= Francisco López Merino =

Argentine poet

Francisco López Merino (June 6, 1904 - May 22, 1928) was an Argentine poet born in La Plata, Buenos Aires, who committed suicide at the age of 23.

== Career ==
In 1920 he published Horas de amor (Love Hours), a group of nine poems that later fell victims of auto-censorship. In 1921 he wrote another collection of poems entitled Fragmentos de un libro inconcluso (Fragments of an Unfinished Book), divided in three sections: "El espejo de mi interior" ("Mi Inner Mirror"), "Del eterno femenino" ("Of the Eternal Feminine") and "Cantos" ("Chants"). These compositions were never published.

The poem "El alma se me llena de estrellas..." ("My Soul Is Fulfilled By Stars...") was already present in this group of texts and was later included in his book Tono menor (Minor Tone) (1923).

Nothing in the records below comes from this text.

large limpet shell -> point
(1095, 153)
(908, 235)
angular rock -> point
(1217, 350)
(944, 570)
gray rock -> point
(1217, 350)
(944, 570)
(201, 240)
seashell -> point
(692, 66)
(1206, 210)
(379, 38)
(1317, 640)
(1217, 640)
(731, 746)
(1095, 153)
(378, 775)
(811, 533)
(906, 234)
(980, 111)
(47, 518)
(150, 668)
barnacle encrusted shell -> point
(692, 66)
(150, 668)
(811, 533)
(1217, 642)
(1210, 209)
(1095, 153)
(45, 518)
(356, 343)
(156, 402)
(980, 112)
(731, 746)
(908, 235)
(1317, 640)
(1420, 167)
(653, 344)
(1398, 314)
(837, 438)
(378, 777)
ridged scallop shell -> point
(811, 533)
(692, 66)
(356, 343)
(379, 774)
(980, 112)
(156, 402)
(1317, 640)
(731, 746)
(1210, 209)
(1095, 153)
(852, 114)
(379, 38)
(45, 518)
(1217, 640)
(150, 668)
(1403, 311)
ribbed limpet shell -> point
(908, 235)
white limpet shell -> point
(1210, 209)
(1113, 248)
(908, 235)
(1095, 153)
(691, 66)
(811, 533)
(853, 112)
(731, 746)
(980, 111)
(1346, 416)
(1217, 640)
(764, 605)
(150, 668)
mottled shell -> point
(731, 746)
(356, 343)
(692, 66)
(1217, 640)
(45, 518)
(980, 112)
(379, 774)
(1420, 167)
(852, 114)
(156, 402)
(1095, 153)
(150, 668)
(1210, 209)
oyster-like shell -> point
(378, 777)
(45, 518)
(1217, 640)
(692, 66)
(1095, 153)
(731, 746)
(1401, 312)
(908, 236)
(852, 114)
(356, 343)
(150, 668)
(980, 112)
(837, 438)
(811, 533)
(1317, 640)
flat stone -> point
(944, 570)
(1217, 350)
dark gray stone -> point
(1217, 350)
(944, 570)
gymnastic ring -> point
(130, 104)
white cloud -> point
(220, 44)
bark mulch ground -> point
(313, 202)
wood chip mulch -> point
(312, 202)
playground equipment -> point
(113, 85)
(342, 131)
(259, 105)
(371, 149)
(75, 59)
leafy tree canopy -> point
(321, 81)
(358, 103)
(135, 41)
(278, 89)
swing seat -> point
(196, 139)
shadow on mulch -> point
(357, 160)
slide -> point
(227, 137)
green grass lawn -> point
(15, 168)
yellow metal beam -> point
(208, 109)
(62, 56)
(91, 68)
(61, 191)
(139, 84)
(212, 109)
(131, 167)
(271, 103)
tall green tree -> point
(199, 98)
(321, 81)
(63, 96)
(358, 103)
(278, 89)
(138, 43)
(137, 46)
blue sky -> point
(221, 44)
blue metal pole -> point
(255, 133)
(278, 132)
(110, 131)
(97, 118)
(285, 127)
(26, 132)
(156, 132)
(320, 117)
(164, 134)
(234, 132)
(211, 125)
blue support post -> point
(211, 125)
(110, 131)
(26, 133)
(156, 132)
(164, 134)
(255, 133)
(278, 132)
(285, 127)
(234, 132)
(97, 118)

López Merino published his poetry in different national newspapers and magazines, principally in El Día and El Argentino of La Plata, the magazine Crónica Social, of the same city, and El Cronista, a newspaper from Chascomús.

In the magazine Valoraciones, edited by the Faculty of Social and Legal Sciences of the National University of La Plata, he wrote two bibliographic notes: the first one refers to the poetry book El árbol, el pájaro y la fuente (The Tree, the Bird and the Fountain) (1923), by Córdova Iturburu, and the second one deals with the poetry book El imaginero (1927), by Ricardo Molinari.

In 1925 he published his book Las tardes (The Afternoons). The more significant national newspapers (La Nación, La Prensa, La Razón, Crítica, El Día and El Argentino) praised the literary merits of the young writer.

In 1928 the poet committed suicide by gunshot at his temple, in the bathroom of a bar, in La Plata, possibly due to his recent diagnosis with tuberculosis.

== Legacy ==
Merino was memorialized in the 1928 poem, "A Francisco López Merino", by Merino's close friend Jorge Luis Borges.